Feature related multi-view nonnegative matrix factorization for identifying conserved functional modules in multiple biological networks.

BACKGROUND

Comprehensive analyzing multi-omics biological data in different conditions is important for understanding biological mechanism in system level. Multiple or multi-layer network model gives us a new insight into simultaneously analyzing these data, for instance, to identify conserved functional modules in multiple biological networks. However, because of the larger scale and more complicated structure of multiple networks than single network, how to accurate and efficient detect conserved functional biological modules remains a significant challenge.

RESULTS

Here, we propose an efficient method, named ConMod, to discover conserved functional modules in multiple biological networks. We introduce two features to characterize multiple networks, thus all networks are compressed into two feature matrices. The module detection is only performed in the feature matrices by using multi-view non-negative matrix factorization (NMF), which is independent of the number of input networks.
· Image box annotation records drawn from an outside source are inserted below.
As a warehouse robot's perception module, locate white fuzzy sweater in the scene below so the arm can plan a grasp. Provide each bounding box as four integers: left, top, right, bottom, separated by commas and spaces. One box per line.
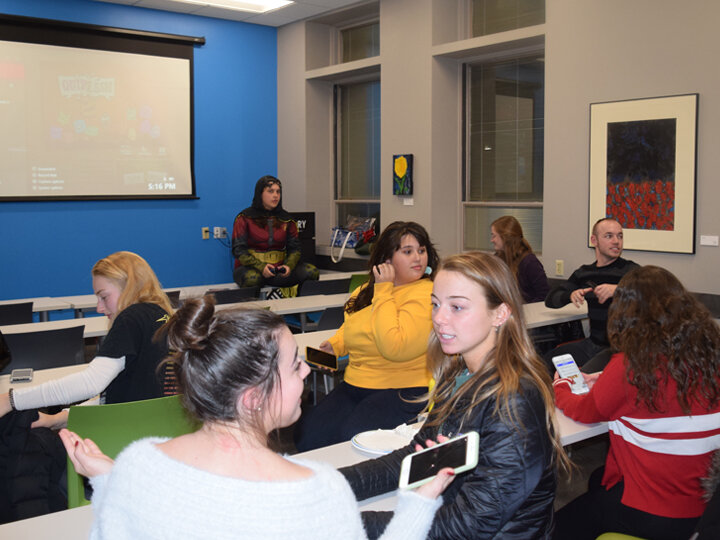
91, 438, 441, 540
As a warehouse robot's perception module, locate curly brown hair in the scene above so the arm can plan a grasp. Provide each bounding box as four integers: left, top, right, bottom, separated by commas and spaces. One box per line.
607, 266, 720, 414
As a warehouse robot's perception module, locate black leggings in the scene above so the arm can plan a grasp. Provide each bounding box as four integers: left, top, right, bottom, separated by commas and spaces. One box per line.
553, 467, 699, 540
295, 382, 427, 452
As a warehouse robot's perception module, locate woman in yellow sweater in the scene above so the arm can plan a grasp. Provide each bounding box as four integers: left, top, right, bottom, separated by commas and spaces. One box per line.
295, 221, 438, 452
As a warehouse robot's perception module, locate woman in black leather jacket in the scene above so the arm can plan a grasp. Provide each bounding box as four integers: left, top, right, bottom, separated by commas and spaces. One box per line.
340, 253, 567, 540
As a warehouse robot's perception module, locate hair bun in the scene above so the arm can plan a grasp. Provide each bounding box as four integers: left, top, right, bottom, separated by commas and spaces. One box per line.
167, 295, 215, 353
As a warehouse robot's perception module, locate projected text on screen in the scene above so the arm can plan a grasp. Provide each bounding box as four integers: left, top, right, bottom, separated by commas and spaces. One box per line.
0, 41, 193, 198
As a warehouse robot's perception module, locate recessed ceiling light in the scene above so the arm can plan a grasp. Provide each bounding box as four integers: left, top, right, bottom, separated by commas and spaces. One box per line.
169, 0, 295, 13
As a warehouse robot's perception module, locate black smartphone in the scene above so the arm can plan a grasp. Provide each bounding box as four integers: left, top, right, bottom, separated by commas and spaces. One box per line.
305, 347, 338, 371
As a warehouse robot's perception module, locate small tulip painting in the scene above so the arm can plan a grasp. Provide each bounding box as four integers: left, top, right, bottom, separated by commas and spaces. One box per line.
393, 154, 413, 195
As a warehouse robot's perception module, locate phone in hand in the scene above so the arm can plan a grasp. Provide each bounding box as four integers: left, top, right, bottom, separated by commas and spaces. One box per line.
10, 368, 32, 383
305, 347, 338, 371
553, 354, 590, 394
399, 431, 480, 489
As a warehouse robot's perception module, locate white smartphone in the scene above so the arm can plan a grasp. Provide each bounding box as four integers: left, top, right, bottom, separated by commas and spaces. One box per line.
399, 431, 480, 489
10, 368, 32, 382
553, 354, 590, 394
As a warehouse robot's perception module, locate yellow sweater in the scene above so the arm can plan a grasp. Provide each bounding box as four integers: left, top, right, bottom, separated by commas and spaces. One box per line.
329, 279, 432, 390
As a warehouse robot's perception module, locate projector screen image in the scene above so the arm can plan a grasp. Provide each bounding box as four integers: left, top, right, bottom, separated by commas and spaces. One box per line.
0, 35, 195, 200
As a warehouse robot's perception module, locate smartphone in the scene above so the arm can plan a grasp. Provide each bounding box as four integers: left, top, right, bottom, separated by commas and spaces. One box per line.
553, 354, 590, 394
305, 347, 338, 371
399, 431, 480, 489
10, 368, 32, 383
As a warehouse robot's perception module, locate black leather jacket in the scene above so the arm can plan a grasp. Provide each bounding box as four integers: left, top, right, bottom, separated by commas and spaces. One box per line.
340, 383, 556, 540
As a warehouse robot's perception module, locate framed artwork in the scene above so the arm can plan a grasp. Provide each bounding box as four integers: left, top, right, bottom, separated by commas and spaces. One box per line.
588, 94, 698, 253
393, 154, 413, 195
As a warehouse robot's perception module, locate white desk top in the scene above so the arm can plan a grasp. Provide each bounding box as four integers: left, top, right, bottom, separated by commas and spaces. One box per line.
0, 330, 607, 540
0, 317, 110, 338
0, 296, 72, 311
0, 364, 87, 394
Experimental results on both synthetic and real biological networks demonstrate that our method is promising in identifying conserved modules in multiple networks since it improves the accuracy and efficiency comparing with state-of-the-art methods. Furthermore, applying ConMod to co-expression networks of different cancers, we find cancer shared gene modules, the majority of which have significantly functional implications, such as ribosome biogenesis and immune response. In addition, analyzing on brain tissue-specific protein interaction networks, we detect conserved modules related to nervous system development, mRNA processing, etc. CONCLUSIONS: ConMod facilitates finding conserved modules in any number of networks with a low time and space complexity, thereby serve as a valuable tool for inference shared traits and biological functions of multiple biological system.